Freiraumstrukturen in Kurorten – Entstehung und Entwicklung eines bisher wenig beachteten Anlagentypus
Vortrag von Malte von Holten, wissenschaftlicher Volontär in der Gartenabteilung der Stiftung Preußische Schlösser und Gärten Berlin Brandenburg
Dienstag, 3. Februar 2026, 18 Uhr
Deutsche Gartenbaubibliothek e.V. c/o Universitätsbibliothek der TU Berlin, Raum BIB 014, Fasanenstraße 88, 10623 Berlin
Wir bitten um Ihre Anmeldung bis zum 27. Januar 2026.
Bad Ems
Kurorte und ihre Freiräume stellen einen wesentlichen Teil der mitteleuropäischen Kulturlandschaften dar. In vielen Regionen lässt sich zudem eine deutliche Konzentration von Kurorten feststellen, wobei dies häufig auf die entsprechenden geologischen Eigenheiten und die Vielzahl der hieraus resultierenden mineralischen Quellen zurückzuführen ist. Nachdem das Thema ‘Kurpark‘ sowohl innerhalb der gartenhistorischen Forschung, als auch innerhalb der Professionsgeschichte der Landschaftsarchitektur, lange Zeit keine wesentliche Rolle gespielt hat, erfuhr dieses in den vergangenen Jahren eine erhöhte Aufmerksamkeit, da sich im Jahre 2019 diverse Kurorte bei der UNESCO im Rahmen eines transnationalen Antrages um den Status eines Welterbes bewarben. Schlussendlich stehen die ‘Bedeutenden Kurstädte Europas‘ (The Great Spa Towns of Europe) seit Juli 2021 auf der Welterbe-Liste der UNESCO.

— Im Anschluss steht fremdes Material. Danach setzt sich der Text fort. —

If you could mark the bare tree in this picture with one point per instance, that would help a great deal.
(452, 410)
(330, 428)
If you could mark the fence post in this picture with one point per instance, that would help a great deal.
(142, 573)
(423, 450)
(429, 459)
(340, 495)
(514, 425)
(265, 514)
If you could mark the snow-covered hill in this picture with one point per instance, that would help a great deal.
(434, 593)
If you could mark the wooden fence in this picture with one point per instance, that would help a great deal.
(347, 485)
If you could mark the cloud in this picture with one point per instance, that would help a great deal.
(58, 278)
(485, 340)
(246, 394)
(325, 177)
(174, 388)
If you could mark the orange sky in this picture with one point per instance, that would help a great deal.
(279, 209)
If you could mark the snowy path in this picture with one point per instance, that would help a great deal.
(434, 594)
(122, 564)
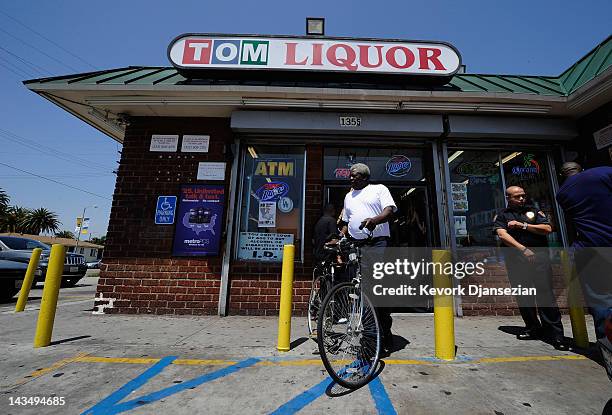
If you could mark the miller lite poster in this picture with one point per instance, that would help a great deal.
(199, 220)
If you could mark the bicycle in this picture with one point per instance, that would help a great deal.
(323, 279)
(348, 331)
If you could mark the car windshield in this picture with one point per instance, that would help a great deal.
(23, 243)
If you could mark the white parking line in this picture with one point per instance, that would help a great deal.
(59, 305)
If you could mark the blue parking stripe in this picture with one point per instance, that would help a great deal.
(110, 406)
(106, 403)
(299, 402)
(381, 398)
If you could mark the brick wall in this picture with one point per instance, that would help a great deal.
(139, 271)
(143, 277)
(255, 287)
(495, 276)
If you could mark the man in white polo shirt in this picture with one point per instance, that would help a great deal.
(369, 206)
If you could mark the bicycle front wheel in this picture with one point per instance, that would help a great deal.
(348, 334)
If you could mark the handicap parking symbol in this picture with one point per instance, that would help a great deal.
(165, 210)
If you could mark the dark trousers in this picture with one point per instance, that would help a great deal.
(536, 274)
(593, 266)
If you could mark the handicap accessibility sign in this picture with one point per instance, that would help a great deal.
(165, 211)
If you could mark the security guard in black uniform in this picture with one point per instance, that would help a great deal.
(521, 227)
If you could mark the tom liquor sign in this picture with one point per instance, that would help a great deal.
(192, 51)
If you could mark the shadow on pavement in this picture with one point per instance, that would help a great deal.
(514, 330)
(591, 353)
(68, 340)
(297, 342)
(399, 343)
(334, 390)
(14, 300)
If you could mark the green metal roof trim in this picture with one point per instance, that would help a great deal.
(589, 67)
(586, 69)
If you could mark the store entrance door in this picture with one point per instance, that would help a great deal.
(411, 224)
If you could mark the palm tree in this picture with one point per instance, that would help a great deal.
(11, 219)
(40, 220)
(99, 241)
(4, 199)
(64, 234)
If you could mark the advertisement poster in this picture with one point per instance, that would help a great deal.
(161, 142)
(195, 143)
(460, 225)
(459, 197)
(199, 220)
(263, 246)
(267, 215)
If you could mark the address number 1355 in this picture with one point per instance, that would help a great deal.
(350, 121)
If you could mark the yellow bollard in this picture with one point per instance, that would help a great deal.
(48, 305)
(576, 307)
(27, 281)
(286, 302)
(444, 312)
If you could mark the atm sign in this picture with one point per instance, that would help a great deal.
(209, 51)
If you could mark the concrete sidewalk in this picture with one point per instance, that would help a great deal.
(185, 365)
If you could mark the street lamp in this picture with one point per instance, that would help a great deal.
(81, 227)
(315, 26)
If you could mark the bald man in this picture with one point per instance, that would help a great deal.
(522, 229)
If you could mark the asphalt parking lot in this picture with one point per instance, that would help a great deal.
(109, 364)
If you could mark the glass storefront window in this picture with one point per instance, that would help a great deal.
(272, 203)
(476, 194)
(529, 170)
(386, 165)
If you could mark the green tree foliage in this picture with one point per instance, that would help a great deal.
(4, 201)
(12, 218)
(40, 220)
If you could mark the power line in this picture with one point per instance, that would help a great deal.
(30, 64)
(7, 135)
(22, 70)
(40, 51)
(49, 40)
(55, 181)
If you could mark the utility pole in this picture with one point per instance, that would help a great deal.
(81, 228)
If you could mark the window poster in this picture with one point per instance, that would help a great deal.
(459, 197)
(460, 226)
(199, 220)
(267, 215)
(262, 246)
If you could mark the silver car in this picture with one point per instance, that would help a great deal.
(14, 248)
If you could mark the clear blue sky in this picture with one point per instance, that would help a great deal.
(518, 37)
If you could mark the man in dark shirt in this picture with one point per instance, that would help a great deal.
(521, 227)
(324, 227)
(586, 199)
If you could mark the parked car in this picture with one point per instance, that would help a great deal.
(19, 249)
(12, 274)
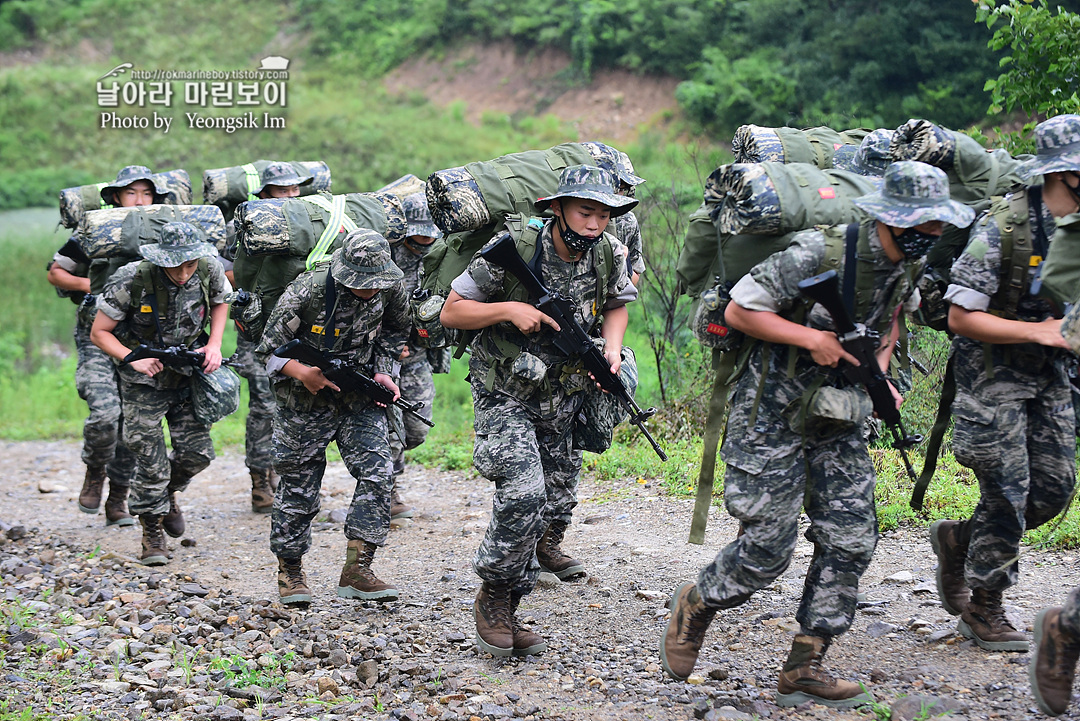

Der Vortrag unter dem Titel ‘Freiraumstrukturen in Kurorten‘ vermittelt einige allgemeine Aspekte zur vielschichtigen und komplexen Entwicklung des Kurwesens, welche als ein bedeutender Aspekt der europäischen Kulturgeschichte anzusehen ist. Darüber hinaus wird in diesem Zusammenhang herausgestellt, welche elementare Rolle der therapeutischen Nutzung von (Heil)Wasser bei der Entwicklung des Freiraumes in unterschiedlichen Phasen beigemessen werden muss.
Aufbauend hierauf erläutert der Vortrag anschließend anhand von ausgewählten Beispielen die historischen Ursprünge der kurspezifischen Freiräume Mitteleuropas. Neben Erörterungen zur allgemeinen Entstehungs- und Entwicklungsgeschichte werden auch entsprechende Querbezüge zu den Moden der damaligen Gartenkunst hergestellt.
Bitte beachten Sie: Zu allen Vorträgen sind uns Gäste herzlich willkommen. Alle Exkursionen sind den Mitgliedern vorbehalten.